Geithner is proposing to place U.S. taxpayers at severe risk, by in effect borrowing money to purchase these toxic assets on behalf of hedge funds and other private investors. Yet, as massive a sum as Geithner’s plan envisions, it is not nearly adequate towards addressing the full dimensions of the problem. NYU economics professor Nouriel Roubini has estimated that the U.S. financial system is sitting on $3.6 trillion of bad assets. A leaked document from the European Commission assesses that banks across Europe hold up to $24 trillion in bad assets, suggesting that even Roubini’s gloomy analysis may be unduly optimistic. It is already clear that the banking system in the United Kingdom is comatose. Yet, Geithner asks that we suspend disbelief, accept that the U.S. financial system’s toxic asset exposure is limited to $1 trillion, and we should allow the private sector to do its thing, subsidized by the American taxpayers. Far from being thoughtful, insightful and analytical, Timothy Geithner offers a dish of warmed-over free market cliches and Hank Paulson inanities, avoiding at all costs even a hint of bank nationalization and radical financial surgery.

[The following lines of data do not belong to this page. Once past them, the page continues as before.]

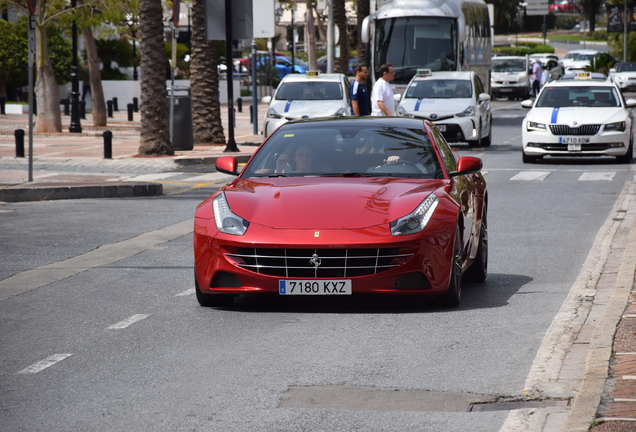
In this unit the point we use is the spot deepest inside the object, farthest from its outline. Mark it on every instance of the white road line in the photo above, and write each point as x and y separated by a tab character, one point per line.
531	175
151	177
186	292
43	364
127	322
597	176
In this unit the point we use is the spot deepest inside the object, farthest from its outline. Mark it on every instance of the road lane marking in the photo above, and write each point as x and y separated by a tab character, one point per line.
186	292
43	364
103	255
531	175
128	322
597	176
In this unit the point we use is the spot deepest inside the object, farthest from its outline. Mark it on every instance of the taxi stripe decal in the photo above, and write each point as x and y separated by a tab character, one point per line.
555	114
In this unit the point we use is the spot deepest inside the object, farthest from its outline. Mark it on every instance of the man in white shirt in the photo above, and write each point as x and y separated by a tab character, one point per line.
382	102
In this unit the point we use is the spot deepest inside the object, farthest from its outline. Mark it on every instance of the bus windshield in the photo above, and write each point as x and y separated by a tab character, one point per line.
411	43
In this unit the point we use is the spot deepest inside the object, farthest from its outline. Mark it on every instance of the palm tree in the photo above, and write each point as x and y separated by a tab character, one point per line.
204	79
154	136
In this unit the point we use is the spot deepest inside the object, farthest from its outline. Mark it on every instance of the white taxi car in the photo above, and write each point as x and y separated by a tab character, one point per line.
455	101
307	96
582	114
624	75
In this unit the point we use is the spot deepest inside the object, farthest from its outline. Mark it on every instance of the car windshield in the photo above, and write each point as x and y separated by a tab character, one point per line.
345	151
626	67
510	65
309	90
578	96
439	89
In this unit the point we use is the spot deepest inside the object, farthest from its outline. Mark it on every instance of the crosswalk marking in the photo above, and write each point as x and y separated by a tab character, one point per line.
531	175
597	176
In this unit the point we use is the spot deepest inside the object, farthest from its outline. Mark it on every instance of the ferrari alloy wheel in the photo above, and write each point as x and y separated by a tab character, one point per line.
212	300
478	270
454	293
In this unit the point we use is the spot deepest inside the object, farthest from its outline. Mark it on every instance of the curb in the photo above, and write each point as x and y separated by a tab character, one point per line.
60	191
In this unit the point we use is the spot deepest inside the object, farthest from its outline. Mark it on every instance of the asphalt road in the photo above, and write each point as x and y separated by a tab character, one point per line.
114	339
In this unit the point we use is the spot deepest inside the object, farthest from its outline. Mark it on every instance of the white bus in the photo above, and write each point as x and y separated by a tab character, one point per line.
440	35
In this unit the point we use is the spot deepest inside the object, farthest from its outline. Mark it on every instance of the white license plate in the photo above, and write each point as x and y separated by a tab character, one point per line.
314	287
575	140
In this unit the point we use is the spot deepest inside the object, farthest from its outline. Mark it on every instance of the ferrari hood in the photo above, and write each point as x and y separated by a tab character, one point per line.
294	109
327	203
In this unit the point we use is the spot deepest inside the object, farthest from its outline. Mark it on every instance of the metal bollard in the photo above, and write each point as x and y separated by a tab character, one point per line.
19	142
108	144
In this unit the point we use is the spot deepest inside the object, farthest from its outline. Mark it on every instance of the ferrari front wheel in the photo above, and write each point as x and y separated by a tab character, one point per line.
453	296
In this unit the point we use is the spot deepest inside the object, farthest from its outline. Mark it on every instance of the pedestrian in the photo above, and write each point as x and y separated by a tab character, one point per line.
358	93
382	102
536	77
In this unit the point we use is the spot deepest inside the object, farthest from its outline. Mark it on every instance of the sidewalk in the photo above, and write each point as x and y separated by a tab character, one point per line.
81	171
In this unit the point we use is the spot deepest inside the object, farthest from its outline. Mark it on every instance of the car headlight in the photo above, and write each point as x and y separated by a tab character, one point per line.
271	113
467	112
536	126
401	112
616	127
416	221
226	221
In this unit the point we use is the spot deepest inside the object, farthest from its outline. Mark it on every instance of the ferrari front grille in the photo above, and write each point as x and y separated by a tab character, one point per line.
318	263
581	130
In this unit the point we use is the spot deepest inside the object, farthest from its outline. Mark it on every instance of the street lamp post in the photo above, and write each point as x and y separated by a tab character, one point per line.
76	126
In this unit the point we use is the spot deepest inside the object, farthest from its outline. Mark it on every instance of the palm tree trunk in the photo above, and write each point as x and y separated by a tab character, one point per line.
204	79
97	91
154	135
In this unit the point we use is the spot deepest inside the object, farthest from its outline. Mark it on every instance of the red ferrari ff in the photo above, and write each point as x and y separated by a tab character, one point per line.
342	206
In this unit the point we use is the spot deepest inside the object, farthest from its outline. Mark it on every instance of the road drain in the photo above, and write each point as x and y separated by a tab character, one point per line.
367	398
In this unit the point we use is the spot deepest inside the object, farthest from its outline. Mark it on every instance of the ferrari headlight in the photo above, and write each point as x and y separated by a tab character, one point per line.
615	127
226	221
535	126
416	221
271	113
467	112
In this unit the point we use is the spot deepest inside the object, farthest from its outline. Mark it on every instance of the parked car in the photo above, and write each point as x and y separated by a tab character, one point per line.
624	75
312	214
582	114
455	101
510	77
307	96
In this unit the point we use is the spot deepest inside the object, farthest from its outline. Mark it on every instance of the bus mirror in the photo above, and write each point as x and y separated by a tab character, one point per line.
364	29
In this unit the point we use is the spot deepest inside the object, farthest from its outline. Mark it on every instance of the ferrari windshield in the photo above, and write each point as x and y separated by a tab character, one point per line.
310	90
578	96
439	89
359	150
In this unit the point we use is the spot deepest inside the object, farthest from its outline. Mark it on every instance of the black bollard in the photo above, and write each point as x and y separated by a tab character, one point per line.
108	144
19	142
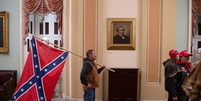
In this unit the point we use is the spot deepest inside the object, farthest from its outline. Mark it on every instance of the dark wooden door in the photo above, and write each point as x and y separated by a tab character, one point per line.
123	85
130	85
115	86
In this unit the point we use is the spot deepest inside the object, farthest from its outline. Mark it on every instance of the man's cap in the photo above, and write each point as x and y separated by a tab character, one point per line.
173	53
185	53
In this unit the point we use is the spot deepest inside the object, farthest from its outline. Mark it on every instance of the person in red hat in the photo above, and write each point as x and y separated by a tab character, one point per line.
170	77
183	69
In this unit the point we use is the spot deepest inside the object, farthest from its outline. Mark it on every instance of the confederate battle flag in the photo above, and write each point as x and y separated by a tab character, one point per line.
41	73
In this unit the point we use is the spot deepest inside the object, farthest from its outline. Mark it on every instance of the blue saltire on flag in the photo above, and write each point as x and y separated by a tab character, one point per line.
41	73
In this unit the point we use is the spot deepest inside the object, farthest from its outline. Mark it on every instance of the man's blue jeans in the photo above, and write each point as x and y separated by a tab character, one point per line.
89	95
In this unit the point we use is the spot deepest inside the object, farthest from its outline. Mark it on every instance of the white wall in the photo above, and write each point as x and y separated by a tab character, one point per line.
122	9
11	60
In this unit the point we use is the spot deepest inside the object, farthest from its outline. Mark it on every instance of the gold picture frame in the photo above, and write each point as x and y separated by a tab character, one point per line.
117	41
3	32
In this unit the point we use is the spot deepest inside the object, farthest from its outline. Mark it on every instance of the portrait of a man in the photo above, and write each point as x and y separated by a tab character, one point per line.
120	38
121	33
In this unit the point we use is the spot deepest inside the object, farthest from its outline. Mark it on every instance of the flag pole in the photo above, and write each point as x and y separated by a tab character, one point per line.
68	51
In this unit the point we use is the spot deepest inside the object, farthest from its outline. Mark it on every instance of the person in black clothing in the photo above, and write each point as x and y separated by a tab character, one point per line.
121	38
183	70
89	76
170	77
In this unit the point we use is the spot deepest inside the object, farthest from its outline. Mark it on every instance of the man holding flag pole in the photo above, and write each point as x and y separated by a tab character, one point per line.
41	72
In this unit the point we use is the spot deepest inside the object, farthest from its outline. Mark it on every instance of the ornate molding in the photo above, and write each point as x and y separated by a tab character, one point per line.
160	45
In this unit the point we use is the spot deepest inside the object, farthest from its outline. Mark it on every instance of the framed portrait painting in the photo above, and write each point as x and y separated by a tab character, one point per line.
121	33
3	32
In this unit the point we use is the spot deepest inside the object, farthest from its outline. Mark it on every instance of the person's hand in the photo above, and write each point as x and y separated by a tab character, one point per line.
175	98
89	85
103	67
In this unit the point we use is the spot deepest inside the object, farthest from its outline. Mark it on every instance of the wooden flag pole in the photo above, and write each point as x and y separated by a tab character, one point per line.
69	51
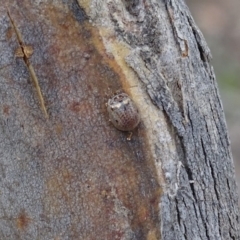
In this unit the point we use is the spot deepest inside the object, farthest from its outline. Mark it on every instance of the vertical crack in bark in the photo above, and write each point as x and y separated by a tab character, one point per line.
30	68
205	54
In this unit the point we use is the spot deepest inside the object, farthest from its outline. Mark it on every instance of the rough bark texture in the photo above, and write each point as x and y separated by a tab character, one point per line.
66	172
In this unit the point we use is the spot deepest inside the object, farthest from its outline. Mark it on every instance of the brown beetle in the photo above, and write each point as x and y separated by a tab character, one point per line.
123	113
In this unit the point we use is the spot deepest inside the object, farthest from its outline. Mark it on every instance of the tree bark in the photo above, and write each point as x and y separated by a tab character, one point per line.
66	172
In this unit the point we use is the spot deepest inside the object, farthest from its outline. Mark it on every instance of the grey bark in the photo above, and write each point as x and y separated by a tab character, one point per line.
72	175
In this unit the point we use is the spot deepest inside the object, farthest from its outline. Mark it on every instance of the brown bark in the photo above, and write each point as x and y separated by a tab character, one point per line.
66	172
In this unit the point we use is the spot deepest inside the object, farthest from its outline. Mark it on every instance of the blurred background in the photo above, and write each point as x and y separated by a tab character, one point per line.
219	22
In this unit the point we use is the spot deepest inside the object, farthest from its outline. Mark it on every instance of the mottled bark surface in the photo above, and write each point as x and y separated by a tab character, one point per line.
65	171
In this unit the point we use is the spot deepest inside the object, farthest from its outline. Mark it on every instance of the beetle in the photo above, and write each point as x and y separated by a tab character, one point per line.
123	113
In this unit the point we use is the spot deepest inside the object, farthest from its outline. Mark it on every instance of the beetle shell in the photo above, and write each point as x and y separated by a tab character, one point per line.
123	113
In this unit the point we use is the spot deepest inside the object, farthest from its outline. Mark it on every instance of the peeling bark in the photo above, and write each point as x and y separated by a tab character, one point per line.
66	172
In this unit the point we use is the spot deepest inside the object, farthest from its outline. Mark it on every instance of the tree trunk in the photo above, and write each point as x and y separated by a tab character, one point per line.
66	171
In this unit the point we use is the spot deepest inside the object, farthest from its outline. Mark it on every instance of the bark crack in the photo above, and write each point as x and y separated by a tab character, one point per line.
25	52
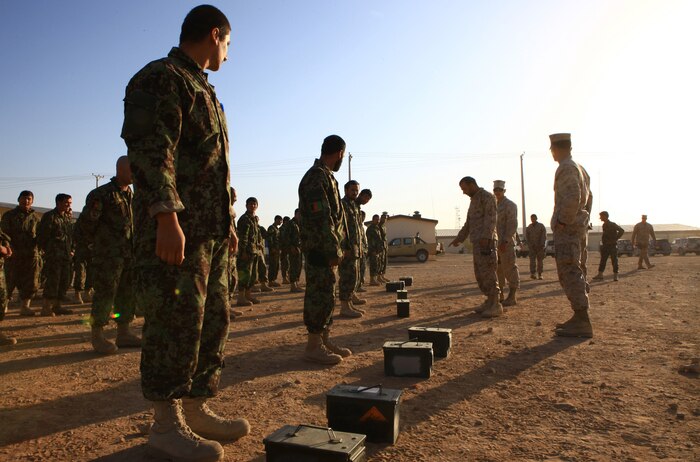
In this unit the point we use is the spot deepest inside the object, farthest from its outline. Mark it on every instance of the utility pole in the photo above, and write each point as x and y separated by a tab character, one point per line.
522	189
97	179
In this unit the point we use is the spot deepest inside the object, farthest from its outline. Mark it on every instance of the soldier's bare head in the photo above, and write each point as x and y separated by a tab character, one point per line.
25	199
332	152
123	171
205	36
468	186
352	189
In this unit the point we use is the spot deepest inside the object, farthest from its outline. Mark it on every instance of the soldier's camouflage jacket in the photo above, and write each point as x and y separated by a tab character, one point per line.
21	228
107	221
248	237
481	218
323	228
55	234
176	134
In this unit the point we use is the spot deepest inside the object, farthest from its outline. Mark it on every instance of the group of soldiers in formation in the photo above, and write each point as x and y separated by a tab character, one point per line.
170	244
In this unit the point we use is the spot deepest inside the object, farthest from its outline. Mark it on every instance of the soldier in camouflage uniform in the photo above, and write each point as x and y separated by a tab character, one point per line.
262	264
364	197
536	237
324	242
284	252
273	244
82	260
480	228
175	130
248	253
506	230
349	268
375	248
5	252
572	206
107	223
22	270
55	238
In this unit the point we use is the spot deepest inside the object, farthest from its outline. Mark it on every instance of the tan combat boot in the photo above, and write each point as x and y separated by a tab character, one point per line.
171	438
5	340
24	310
58	309
494	308
126	338
511	300
205	423
100	344
578	326
332	347
242	300
47	307
316	351
250	297
346	309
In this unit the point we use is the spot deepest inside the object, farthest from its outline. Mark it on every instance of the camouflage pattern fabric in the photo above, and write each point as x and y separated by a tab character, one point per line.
572	205
375	247
175	131
107	222
323	233
506	227
248	251
349	268
55	238
273	244
291	240
22	270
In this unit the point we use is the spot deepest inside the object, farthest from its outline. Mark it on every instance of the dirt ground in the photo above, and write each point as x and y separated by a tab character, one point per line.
509	391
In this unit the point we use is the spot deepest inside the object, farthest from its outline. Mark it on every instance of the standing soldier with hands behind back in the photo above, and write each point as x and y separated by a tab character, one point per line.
324	242
175	129
572	203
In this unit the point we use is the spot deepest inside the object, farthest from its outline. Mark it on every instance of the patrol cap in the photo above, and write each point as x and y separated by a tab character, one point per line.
557	137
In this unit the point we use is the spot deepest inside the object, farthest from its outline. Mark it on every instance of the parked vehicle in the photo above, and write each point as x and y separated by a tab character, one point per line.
691	245
411	247
662	247
624	247
549	248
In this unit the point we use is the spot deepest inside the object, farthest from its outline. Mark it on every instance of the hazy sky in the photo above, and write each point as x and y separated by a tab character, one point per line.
424	93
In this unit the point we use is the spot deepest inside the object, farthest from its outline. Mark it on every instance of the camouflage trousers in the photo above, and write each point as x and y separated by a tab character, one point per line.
295	267
568	253
485	267
536	260
113	291
262	269
319	299
508	269
349	272
57	271
273	265
284	262
247	272
186	322
373	264
22	272
82	274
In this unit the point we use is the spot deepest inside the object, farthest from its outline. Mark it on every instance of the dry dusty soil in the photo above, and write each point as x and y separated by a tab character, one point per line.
509	391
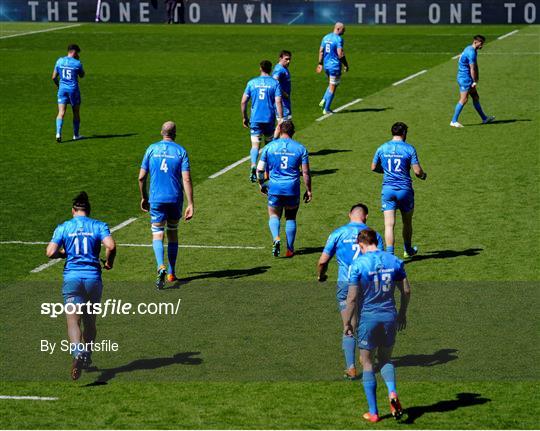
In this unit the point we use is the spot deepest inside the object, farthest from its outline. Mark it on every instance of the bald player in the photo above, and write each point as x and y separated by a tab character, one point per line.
331	58
168	165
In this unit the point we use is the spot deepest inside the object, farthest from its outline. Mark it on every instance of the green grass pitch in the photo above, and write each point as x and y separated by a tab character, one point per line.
256	343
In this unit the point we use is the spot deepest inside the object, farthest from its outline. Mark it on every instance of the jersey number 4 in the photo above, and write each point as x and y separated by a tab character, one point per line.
163	167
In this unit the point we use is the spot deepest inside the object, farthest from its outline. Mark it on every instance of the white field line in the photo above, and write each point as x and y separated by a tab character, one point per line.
341	108
414	75
228	168
504	36
55	261
40	31
226	247
29	397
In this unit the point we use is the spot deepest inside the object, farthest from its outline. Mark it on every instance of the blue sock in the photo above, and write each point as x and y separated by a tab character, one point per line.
76	125
172	253
157	245
370	388
478	108
254	154
59	124
290	231
326	94
349	345
329	100
457	111
273	223
388	373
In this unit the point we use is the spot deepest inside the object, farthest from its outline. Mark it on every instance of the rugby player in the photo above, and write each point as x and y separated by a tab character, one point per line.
394	159
66	74
467	78
372	281
168	165
331	58
79	240
282	74
283	160
344	245
265	95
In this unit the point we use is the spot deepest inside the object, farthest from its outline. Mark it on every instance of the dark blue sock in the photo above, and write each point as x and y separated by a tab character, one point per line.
348	344
329	100
157	245
254	154
290	231
457	111
370	388
172	253
59	123
273	224
388	373
478	108
76	125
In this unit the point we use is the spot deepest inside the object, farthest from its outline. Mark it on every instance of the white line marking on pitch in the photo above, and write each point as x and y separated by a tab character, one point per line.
40	31
507	34
414	75
341	108
17	397
55	261
228	168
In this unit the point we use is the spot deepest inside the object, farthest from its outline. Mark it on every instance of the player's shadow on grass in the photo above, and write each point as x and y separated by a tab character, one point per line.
185	358
87	138
323	172
308	250
224	273
440	357
446	254
327	151
498	122
463	399
351	111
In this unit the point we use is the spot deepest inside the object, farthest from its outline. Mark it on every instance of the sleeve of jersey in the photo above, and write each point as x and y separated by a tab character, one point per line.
354	275
247	91
278	89
104	231
185	163
58	235
145	164
376	158
400	273
380	243
414	157
472	56
330	247
305	157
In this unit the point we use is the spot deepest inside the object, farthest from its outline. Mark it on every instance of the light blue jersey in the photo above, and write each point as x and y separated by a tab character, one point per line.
263	91
376	273
330	44
396	158
284	158
467	57
283	76
81	238
69	69
343	244
165	161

In his column in The New York Times, Nobel prize-winning economist Paul Krugman summed up the fallacy of Timothy Geithner’s toxic assets rescue plan as follows, “But the real problem with this plan is that it won’t work. Yes, troubled assets may be somewhat undervalued. But the fact is that financial executives literally bet their banks on the belief that there was no housing bubble, and the related belief that unprecedented levels of household debt were no problem. They lost that bet. And no amount of financial hocus-pocus-for that is what the Geithner plan amounts to-will change that fact”

Unfortunately, hocus-pocus is exactly what has been proposed by Geithner, to the delight of Wall Street. It will prove as effective an antidote to our economic and financial crisis as the toxins injected through the fangs of a cobra.